The 30-day dissolution timeline mentioned in Cellino’s papers is a goal, Connors said.
“A process will be put into place either by agreement or by Justice Chimes to address the cases that are still pending,” said Connors. “Once a dissolution occurs, the clients then have a choice. Ideally, they can go with Cellino, they can go with Barnes or they can go to a third party, but that has not been worked out yet.”
Negotiations have been ongoing with both sides working to dissolve the partnership, said Robert J. Schreck, managing partner of the law firm.
“During this process, cases will continue to be litigated without interruption,” said Shreck. “There will be no interruption.”
Those efforts, however, hit a snag in December over who has access to the Cellino & Barnes files, according to the court documents.
The division of the firm’s technology and information systems appear to be one of the more divisive issues, court papers indicated.
“There is a dispute now over access to the information technology, access to what is necessary for them to move forward with their own IT people,” Connors said.
A separate document filed on Friday by Barnes details some of his concerns over the dissolution and the access to the firm's information system.
Barnes, in court documents filed Friday, accused Cellino of giving his new IT director "unfettered access" to the Cellino & Barnes office and "confidential and proprietary information."
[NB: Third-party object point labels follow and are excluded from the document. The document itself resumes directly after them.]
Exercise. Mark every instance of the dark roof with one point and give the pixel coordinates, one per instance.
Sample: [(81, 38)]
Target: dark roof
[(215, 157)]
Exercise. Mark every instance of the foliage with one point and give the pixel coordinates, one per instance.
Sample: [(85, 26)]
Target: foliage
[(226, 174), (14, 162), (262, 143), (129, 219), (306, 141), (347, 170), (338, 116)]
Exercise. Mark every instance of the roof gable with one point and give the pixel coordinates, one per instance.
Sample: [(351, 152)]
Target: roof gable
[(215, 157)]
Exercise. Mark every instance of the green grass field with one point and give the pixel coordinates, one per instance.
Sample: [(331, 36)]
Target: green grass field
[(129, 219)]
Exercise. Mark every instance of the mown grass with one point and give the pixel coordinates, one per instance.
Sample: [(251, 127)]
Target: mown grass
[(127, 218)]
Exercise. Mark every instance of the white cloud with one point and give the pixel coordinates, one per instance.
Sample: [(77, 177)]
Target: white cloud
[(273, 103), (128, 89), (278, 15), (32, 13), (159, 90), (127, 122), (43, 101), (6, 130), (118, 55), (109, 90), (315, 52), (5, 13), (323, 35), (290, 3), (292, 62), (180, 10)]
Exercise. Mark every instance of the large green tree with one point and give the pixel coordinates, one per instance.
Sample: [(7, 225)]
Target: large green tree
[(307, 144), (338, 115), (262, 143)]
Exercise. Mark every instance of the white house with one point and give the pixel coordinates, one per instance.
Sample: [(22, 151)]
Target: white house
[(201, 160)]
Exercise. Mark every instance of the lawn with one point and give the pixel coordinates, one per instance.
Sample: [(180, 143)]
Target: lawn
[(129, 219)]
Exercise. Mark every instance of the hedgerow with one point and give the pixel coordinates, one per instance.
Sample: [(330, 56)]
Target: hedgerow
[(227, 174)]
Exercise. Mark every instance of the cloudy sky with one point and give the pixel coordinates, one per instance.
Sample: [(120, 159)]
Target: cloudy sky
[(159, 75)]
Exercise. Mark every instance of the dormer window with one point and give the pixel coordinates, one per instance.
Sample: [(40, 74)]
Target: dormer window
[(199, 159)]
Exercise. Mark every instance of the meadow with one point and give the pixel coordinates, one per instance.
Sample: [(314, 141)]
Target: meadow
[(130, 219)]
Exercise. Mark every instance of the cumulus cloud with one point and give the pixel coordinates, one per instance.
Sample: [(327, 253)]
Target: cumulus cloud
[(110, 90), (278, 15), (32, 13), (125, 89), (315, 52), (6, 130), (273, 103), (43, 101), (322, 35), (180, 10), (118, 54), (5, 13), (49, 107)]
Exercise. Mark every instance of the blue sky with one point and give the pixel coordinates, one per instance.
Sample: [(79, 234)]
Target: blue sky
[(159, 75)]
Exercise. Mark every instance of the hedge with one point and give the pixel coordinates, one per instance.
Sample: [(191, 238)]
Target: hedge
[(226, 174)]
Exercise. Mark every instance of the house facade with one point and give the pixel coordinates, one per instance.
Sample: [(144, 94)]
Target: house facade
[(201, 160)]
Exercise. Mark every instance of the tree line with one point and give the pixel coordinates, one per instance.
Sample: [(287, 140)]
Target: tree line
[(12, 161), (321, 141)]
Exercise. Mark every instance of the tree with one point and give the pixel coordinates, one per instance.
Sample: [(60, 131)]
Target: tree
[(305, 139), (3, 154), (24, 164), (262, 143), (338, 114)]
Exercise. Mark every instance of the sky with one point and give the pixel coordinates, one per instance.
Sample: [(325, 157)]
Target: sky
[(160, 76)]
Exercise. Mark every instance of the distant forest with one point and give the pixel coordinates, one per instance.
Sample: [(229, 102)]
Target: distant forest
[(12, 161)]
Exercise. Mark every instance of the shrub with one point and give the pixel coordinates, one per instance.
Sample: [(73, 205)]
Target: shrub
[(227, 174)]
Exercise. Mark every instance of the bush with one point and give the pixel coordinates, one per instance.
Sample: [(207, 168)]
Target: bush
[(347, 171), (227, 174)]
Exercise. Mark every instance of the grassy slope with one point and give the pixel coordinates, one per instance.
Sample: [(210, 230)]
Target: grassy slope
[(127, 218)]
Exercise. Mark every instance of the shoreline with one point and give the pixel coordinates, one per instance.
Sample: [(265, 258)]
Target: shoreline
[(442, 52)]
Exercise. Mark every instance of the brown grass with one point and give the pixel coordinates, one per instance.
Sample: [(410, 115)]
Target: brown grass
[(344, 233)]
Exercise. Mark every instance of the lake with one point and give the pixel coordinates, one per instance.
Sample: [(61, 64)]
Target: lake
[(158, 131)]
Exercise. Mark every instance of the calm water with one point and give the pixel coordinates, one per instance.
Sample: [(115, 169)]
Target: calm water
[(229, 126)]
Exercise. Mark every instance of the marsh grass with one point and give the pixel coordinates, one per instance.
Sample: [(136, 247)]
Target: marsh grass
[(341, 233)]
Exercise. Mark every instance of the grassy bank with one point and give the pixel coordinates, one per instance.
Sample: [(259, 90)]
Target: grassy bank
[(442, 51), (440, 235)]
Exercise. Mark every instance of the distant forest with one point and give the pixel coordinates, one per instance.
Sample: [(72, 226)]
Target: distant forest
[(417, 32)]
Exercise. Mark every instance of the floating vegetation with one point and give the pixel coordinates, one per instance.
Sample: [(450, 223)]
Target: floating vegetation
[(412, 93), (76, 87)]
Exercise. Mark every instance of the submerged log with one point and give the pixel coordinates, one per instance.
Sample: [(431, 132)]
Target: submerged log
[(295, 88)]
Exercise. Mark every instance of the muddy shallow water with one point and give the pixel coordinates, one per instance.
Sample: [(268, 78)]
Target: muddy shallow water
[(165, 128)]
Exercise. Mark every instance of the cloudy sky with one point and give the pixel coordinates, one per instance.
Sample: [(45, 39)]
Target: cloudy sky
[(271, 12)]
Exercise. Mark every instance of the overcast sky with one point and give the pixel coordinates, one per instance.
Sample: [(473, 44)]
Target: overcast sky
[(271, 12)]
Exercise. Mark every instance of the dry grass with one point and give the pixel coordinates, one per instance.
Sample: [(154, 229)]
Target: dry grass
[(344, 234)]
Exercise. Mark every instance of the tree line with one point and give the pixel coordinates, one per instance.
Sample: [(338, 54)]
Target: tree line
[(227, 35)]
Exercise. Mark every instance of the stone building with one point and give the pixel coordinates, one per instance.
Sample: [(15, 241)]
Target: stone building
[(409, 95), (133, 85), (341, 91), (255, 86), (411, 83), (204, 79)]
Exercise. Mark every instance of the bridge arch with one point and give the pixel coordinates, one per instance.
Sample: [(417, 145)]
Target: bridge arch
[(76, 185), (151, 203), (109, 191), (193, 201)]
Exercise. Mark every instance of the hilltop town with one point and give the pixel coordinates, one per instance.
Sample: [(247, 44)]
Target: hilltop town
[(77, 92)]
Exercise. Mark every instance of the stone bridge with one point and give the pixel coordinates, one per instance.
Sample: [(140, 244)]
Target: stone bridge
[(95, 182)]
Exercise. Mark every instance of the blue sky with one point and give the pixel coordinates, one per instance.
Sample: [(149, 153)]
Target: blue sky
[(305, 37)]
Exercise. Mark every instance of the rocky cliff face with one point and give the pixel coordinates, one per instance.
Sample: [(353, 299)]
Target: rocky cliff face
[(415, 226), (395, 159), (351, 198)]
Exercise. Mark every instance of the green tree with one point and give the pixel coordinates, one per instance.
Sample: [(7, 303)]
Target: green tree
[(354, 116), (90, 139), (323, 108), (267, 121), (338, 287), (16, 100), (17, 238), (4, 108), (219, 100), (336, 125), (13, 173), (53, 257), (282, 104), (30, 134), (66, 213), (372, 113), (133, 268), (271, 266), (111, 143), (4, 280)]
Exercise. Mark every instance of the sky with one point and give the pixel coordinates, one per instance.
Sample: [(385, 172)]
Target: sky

Barnes argued that the existing Cellino & Barnes firm "cannot continue to house the IT director of a future new Cellino Firm who has no connection or role" with Cellino & Barnes.
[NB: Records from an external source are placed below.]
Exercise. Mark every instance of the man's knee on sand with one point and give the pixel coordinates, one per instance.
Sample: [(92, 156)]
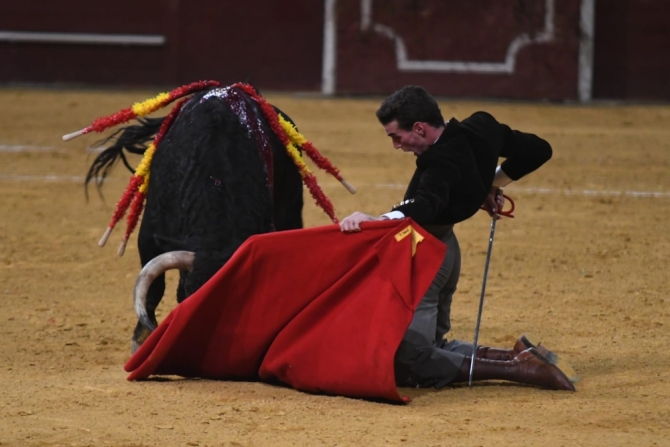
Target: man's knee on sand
[(419, 362)]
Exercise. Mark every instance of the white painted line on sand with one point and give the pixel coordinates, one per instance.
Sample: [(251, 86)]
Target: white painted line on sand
[(566, 192), (25, 148)]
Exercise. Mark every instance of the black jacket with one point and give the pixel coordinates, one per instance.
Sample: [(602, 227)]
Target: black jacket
[(455, 174)]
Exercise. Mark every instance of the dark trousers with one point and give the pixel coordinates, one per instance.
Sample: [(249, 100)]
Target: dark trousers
[(425, 357)]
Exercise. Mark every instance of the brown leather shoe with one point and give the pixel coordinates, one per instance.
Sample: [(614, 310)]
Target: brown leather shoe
[(529, 367), (531, 341)]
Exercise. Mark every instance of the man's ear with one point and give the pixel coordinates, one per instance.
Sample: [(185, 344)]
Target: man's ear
[(419, 128)]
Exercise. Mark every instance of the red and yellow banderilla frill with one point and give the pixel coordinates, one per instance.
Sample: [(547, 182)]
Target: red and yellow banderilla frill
[(135, 193)]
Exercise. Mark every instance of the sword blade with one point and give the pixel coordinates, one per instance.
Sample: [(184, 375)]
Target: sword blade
[(481, 299)]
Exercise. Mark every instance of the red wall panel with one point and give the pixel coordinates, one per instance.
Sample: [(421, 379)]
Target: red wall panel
[(632, 56), (453, 30)]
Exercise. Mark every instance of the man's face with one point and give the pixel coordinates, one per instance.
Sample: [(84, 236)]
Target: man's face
[(408, 140)]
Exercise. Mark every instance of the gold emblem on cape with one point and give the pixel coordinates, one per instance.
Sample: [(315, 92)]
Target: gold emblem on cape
[(416, 237)]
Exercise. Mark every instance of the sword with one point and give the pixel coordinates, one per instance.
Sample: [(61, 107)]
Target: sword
[(486, 274)]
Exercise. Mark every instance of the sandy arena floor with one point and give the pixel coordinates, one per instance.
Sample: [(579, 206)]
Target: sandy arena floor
[(584, 265)]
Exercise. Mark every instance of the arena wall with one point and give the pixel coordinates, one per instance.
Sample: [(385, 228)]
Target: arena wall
[(519, 49)]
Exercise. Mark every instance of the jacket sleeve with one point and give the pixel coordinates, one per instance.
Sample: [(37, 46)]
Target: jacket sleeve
[(524, 152), (437, 173)]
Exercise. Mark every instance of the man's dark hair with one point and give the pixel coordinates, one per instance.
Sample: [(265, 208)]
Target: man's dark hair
[(409, 105)]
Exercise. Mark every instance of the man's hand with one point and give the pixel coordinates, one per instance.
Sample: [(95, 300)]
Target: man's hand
[(494, 202), (353, 222)]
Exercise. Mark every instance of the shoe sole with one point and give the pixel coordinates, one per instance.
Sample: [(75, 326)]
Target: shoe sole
[(531, 341)]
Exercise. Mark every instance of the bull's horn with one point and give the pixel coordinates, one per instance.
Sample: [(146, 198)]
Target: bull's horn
[(182, 260)]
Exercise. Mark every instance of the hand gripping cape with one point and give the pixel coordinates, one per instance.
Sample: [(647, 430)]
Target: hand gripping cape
[(317, 309)]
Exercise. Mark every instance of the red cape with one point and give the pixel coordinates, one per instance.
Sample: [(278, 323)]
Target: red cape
[(317, 309)]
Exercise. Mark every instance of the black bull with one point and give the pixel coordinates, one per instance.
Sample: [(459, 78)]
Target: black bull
[(219, 176)]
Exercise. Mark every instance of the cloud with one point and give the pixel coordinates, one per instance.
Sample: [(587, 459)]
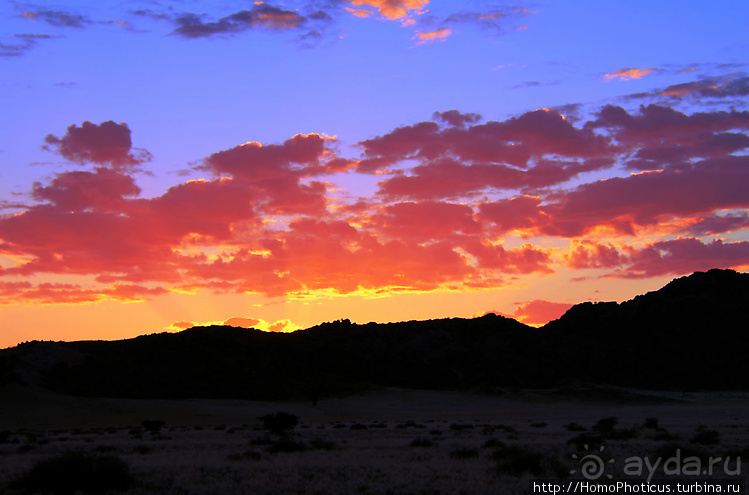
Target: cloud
[(102, 189), (27, 42), (668, 257), (275, 173), (628, 74), (490, 19), (390, 9), (57, 18), (440, 34), (622, 204), (58, 293), (424, 220), (714, 87), (455, 196), (241, 322), (260, 16), (107, 143), (498, 148), (456, 119)]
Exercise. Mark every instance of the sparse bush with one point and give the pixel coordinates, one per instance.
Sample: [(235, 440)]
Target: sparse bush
[(152, 425), (250, 455), (422, 442), (322, 444), (583, 439), (682, 450), (662, 435), (464, 453), (575, 427), (706, 437), (651, 423), (493, 443), (516, 461), (460, 427), (142, 449), (606, 425), (73, 472), (279, 422), (285, 445)]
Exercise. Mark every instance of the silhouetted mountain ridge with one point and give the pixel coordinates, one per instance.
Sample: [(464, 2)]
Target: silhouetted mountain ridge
[(691, 334)]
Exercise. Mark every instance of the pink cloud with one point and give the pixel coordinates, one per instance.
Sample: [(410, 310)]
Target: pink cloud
[(627, 74), (393, 9), (440, 34), (107, 143)]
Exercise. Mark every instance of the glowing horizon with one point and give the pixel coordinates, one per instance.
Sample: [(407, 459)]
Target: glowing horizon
[(279, 166)]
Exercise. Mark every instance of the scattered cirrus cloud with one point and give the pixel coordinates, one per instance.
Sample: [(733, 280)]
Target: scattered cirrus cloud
[(57, 18), (105, 143), (628, 74)]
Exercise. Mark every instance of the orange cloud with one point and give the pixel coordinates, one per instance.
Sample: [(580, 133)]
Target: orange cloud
[(627, 74), (264, 225), (393, 9), (107, 143), (440, 34)]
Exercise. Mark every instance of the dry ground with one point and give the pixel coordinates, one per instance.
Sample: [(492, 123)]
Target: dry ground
[(385, 442)]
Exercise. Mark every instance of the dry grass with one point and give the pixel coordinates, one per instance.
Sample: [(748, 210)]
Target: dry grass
[(420, 443)]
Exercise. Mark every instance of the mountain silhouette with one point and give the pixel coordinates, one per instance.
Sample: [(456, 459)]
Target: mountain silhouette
[(689, 335)]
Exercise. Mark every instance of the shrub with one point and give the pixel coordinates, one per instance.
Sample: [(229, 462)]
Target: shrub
[(279, 422), (493, 443), (152, 425), (706, 437), (651, 423), (322, 444), (574, 427), (75, 471), (464, 453), (285, 445), (421, 442), (249, 456), (606, 425), (516, 461), (683, 450), (585, 439)]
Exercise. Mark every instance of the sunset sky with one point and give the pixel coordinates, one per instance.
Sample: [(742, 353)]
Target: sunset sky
[(165, 164)]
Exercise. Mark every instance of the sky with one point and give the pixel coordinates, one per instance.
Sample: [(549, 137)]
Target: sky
[(165, 164)]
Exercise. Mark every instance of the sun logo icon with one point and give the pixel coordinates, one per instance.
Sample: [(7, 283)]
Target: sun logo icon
[(592, 465)]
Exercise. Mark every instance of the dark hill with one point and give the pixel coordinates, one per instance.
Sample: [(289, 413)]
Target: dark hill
[(691, 334)]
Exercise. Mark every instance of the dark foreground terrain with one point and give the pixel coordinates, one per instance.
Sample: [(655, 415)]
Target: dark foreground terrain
[(689, 335), (456, 406), (392, 441)]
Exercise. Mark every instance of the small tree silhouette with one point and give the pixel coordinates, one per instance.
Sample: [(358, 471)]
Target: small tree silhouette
[(279, 422)]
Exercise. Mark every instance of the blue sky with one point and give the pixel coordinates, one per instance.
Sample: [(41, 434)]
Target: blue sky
[(194, 79)]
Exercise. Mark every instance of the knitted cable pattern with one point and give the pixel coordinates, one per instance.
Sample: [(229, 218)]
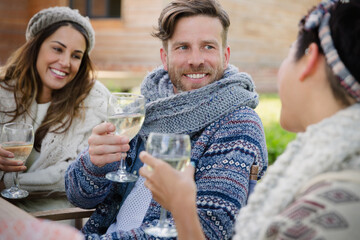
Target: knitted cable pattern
[(330, 145), (167, 112), (49, 16), (223, 148)]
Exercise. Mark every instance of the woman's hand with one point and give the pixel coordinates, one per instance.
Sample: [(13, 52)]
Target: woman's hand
[(170, 188), (106, 147), (8, 163), (176, 192)]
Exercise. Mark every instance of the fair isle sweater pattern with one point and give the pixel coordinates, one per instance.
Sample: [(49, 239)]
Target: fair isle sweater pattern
[(223, 153)]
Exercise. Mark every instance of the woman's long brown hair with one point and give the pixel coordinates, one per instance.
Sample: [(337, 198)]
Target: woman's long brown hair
[(66, 103)]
Barnes also objected in court papers to Cellino hiring a golf pro on the Cellino & Barnes payroll without consulting him – an expense Barnes did not deem "necessary."
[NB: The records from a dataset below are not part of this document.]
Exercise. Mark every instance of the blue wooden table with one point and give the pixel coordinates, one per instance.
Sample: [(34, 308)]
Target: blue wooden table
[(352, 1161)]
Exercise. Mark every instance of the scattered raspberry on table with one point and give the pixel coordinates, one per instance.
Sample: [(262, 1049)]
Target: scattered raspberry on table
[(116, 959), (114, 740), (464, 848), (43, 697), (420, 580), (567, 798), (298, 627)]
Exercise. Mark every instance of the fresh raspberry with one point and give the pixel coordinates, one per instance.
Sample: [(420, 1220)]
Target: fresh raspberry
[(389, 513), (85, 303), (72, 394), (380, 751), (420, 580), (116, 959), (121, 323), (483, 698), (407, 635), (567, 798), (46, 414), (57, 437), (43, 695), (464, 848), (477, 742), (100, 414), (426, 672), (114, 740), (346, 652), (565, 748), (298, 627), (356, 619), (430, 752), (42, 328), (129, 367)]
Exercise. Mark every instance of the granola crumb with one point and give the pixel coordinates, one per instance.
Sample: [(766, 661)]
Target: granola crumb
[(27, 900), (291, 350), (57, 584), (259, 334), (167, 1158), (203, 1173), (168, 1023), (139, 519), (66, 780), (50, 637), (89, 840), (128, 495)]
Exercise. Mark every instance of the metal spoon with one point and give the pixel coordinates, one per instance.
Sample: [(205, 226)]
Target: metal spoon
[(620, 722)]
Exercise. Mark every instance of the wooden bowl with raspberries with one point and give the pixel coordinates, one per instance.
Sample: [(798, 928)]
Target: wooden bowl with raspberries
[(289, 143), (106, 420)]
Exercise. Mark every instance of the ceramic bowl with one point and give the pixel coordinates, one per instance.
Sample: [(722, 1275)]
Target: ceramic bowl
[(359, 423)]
Barnes is asking a judge to prevent Cellino's new IT director from accessing the files of the existing firm.
Cellino, in court documents, responded that he has been "uncomfortable" with the fact that several current Cellino & Barnes employees are "actively working on behalf of" Barnes' current California firm and Barnes' "soon-to-open New York firm" but has not objected because he thought the efforts would move the two closer to dissolution and establishing separate firms.
Cellino also said he asked his new IT director to back up various files, including his Outlook data files with email and contacts, because he did not trust he would have access to them once the firm split up.
"I wanted these files backed up because, frankly, I was concerned that Barnes would take action to shut off my access to the computer systems once the dissolution was ordered," Cellino told the court.
Sources told The News in November that the two sides were negotiating a settlement to the long-running court feud that has thrust the firm's breakup into the public sphere. At the time, the two sides voiced hopes that an agreement will be reached before Jan. 14, 2020, when the case was scheduled to go to trial before Judge Deborah A. Chimes.
When he filed his lawsuit in 2017 seeking to dissolve the nationally known law firm, Cellino said he could no longer stand to work with Barnes because of disagreements over finances, personnel, advertising and marketing strategies and other issues. According to court papers, Cellino was upset when Barnes refused to let the law firm hire one of Cellino’s daughters, a respected Buffalo attorney.
In July 2017, Cellino called the relationship between him and Barnes “toxic” and said it was impossible for the two men to work together.
Barnes responded by accusing Cellino of "reprehensible conduct," including efforts to "pirate" lawyers and cases from the firm with the intention of beginning his own. Both Barnes and Cellino denied any wrongdoing and blamed each other for all the problems.
Their firm, meanwhile, has continued to operate as one, with Barnes acting as president and overseeing the day-to-day management and operations.
Barnes remains confident that there will be no interruption in service provided to all firm clients, he said in the emailed statement.